Hayling was named as Executive Director of the Libra Foundation in September of 2017. Under her leadership, a total of nearly $200 million in grants was awarded, primarily to BIPOC organizations working to build power at the grassroots in three program areas: Community Safety and Justice, Environmental and Climate Justice, and Gender Justice. “The frontline communities Libra supports will continue to guide Libra’s work,” Hayling says. “We have built a strong tradition that honors interdependence, disrupts philanthropic patterns that prioritize productivity over humanity, and supports a new culture that centers justice and liberation.”

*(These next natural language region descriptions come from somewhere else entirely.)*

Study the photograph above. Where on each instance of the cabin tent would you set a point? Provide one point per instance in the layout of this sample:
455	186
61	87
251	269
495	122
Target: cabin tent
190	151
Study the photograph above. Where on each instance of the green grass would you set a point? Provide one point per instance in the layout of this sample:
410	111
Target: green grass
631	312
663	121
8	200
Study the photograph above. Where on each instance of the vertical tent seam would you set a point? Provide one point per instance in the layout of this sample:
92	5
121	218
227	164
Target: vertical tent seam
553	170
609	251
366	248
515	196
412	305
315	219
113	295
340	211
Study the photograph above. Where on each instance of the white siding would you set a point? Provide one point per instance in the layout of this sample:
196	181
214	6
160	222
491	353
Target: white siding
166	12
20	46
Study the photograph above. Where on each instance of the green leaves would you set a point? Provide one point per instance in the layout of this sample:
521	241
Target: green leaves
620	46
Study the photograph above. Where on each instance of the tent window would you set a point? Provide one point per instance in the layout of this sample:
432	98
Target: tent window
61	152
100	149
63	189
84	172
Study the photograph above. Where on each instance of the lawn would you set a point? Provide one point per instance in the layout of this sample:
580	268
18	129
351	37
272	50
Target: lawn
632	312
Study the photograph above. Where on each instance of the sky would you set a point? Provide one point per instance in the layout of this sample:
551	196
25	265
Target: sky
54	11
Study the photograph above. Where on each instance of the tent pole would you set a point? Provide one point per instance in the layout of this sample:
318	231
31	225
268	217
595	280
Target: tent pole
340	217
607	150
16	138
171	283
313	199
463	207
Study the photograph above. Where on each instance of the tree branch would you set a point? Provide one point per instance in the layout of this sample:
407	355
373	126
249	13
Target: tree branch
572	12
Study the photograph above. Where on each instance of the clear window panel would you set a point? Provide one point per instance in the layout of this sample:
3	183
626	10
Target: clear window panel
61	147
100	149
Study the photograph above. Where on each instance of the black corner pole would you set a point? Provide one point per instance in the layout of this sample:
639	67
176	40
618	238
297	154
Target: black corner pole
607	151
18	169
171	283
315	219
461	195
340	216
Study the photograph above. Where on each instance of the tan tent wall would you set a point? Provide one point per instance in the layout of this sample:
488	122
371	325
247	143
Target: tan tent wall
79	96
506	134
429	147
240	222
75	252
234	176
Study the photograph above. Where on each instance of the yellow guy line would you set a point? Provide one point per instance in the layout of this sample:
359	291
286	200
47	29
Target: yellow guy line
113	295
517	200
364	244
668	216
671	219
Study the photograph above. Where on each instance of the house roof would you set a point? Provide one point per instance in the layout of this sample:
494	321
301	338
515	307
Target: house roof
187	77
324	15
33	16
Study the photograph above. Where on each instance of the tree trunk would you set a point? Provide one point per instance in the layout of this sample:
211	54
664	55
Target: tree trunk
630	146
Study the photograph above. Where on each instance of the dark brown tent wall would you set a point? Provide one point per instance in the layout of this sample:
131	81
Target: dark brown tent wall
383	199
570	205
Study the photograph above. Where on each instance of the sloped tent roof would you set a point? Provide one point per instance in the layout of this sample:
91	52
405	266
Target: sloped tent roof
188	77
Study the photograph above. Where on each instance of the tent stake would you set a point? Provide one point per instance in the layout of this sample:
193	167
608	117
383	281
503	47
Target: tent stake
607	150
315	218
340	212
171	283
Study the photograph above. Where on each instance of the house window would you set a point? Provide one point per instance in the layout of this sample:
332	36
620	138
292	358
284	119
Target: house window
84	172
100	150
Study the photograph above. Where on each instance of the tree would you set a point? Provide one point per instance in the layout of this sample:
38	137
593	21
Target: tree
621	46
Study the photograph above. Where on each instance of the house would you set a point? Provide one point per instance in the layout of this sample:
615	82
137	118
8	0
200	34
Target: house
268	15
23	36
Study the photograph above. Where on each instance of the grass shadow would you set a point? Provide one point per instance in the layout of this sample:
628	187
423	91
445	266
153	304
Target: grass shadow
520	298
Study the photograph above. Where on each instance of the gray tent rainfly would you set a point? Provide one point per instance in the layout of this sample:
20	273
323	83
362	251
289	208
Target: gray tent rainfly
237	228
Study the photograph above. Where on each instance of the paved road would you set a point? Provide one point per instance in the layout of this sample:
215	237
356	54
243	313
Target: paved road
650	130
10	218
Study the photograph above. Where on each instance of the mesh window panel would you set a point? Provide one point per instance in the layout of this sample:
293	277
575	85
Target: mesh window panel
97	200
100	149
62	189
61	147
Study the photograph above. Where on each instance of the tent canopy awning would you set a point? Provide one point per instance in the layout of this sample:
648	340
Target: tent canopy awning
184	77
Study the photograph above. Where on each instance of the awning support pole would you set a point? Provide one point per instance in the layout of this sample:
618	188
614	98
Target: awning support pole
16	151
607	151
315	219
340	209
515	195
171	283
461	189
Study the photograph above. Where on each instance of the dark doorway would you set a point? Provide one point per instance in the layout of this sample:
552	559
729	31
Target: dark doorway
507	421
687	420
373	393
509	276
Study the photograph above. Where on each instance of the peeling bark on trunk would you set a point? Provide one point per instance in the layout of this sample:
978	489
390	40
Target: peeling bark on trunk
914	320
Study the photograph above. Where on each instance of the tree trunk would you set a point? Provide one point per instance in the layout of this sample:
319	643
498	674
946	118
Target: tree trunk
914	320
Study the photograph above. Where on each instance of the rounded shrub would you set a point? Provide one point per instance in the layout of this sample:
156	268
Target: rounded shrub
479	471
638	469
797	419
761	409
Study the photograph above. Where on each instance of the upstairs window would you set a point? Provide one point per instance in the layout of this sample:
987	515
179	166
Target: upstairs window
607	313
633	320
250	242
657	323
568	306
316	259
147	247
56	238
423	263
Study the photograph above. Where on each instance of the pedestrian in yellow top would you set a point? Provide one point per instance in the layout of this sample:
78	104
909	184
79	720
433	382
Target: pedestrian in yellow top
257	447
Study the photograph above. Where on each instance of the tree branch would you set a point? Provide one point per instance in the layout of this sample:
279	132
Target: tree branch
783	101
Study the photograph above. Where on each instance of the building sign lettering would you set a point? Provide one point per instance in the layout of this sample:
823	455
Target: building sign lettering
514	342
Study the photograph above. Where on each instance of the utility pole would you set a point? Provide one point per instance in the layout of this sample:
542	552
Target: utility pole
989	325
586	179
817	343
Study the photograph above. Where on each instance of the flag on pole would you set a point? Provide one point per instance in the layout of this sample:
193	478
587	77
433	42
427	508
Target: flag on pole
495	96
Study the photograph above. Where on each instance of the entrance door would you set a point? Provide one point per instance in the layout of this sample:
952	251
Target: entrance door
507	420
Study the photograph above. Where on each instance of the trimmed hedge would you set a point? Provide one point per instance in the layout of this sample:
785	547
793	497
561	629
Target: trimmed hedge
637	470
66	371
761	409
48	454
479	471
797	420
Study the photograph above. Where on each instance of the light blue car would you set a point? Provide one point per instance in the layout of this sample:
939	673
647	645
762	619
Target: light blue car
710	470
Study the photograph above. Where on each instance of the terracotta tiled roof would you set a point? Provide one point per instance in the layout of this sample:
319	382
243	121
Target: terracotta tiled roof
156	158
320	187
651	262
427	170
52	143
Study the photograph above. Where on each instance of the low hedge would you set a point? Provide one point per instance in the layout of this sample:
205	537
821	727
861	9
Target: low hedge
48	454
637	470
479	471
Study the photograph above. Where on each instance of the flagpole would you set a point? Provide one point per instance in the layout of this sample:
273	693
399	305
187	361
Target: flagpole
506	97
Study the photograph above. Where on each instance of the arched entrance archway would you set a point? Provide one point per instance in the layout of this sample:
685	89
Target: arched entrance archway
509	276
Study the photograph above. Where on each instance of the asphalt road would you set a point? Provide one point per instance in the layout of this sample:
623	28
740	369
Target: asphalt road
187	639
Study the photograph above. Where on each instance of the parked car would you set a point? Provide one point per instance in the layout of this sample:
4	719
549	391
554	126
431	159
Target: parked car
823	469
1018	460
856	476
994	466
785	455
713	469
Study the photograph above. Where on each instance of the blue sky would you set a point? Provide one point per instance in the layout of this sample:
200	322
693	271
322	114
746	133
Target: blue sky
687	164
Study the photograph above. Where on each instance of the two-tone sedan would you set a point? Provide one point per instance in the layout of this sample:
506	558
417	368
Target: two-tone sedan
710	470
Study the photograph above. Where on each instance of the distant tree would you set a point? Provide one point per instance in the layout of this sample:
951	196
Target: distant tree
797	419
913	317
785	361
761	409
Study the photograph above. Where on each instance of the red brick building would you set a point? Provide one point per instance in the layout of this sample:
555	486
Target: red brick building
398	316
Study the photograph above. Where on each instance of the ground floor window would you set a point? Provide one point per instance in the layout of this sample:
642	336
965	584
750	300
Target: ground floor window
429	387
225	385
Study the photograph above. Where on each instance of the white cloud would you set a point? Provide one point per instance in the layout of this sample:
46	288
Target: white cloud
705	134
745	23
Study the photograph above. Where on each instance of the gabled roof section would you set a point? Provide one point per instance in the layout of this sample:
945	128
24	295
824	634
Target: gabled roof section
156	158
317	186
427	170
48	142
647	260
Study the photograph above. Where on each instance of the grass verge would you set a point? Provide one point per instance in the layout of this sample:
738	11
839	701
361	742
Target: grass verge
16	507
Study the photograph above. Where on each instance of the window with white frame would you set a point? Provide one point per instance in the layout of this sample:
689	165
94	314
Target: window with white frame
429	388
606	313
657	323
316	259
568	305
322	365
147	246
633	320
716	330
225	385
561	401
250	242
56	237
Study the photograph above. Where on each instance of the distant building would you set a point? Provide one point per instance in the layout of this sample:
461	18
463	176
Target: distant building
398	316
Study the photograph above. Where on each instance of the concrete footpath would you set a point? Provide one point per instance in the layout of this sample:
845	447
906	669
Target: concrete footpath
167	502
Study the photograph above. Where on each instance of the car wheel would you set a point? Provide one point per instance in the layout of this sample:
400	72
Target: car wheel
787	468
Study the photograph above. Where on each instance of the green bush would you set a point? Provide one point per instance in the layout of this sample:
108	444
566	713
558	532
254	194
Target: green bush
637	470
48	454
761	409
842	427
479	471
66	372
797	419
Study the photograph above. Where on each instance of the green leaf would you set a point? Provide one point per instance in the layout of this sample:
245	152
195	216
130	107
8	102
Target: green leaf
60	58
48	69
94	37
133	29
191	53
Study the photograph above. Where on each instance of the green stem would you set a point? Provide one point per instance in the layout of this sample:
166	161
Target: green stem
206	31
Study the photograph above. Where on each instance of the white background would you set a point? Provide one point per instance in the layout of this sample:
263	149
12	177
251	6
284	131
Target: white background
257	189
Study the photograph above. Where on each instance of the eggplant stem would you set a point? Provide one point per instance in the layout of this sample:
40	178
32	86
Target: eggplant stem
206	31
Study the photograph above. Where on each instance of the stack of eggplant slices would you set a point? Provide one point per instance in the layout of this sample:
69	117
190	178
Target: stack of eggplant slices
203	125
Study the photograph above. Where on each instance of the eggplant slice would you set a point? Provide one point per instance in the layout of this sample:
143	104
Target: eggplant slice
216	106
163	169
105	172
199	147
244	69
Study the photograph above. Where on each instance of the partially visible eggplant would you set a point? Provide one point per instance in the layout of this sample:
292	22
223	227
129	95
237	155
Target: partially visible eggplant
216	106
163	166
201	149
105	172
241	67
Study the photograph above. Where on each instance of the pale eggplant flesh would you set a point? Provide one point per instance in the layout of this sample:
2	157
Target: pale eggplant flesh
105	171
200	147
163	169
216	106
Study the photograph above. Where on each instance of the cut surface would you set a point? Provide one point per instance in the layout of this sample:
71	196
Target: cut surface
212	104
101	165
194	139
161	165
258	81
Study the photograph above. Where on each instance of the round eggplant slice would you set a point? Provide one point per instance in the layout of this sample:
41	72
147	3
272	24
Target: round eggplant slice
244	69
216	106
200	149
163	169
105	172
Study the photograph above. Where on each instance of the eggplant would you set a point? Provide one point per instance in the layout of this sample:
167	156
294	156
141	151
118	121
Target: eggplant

In addition to working closely with the Pritzker family at Libra, Hayling has gathered support from other funders to advance shared strategic goals, most notably the $74.5 million Democracy Frontlines Fund. Hayling will continue to serve as a strategic advisor to the Fund after stepping down from the Executive Director role in 2024.

Hayling’s 30-plus years in philanthropy are marked by start-up energy. She was part of the founding teams of The Los Angeles Women’s Foundation, The California Wellness Foundation, The California HealthCare Foundation, the Blue Shield of California Foundation, and finally, The Libra Foundation. At the Blue Shield of California Foundation, she spearheaded groundbreaking work to achieve universal health coverage and domestic violence prevention. At The California Wellness Foundation, she launched an initiative to shift youth violence prevention from a criminal justice issue to a public health effort. She helped found and lead the Medi-Cal Policy Institute during her time at the California HealthCare Foundation, providing key policy support for major Medicaid expansion and the launch of Health-e-App, the state’s first online Medi-Cal application. Along with her family, Crystal lived in Singapore for 6 years where she served on the boards of the Lien Center for Social Innovation and Asian Venture Philanthropy Network.

Crystal currently serves on the boards of Community Change, the Essie Justice Group, Democracy Fund and Rockefeller Philanthropy Advisors. She frequently writes and publishes on leading edge topics in philanthropy. In 2010, ABFE awarded her the James Joseph Award and Lecture, Five Things We Know but Keep Forgetting. Recently in Stanford Social Innovation Review, her article “A Vision for the Future of Philanthropy,” also captures wisdom gleaned from her years of experience in the field. Inside Philanthropy named Crystal “2021 Foundation Leader of the Year" and "One of the 50 Most Powerful Women in Philanthropy" in 2023.

In retirement, Crystal is looking forward to more being and less doing. That will include working in her gardens—physical and spiritual. And more writing. “I have loved this work in philanthropy. Looking back, I feel graced by the extraordinary people I’ve had the honor of partnering with over the years. And I’m looking forward to the next chapter,” she says.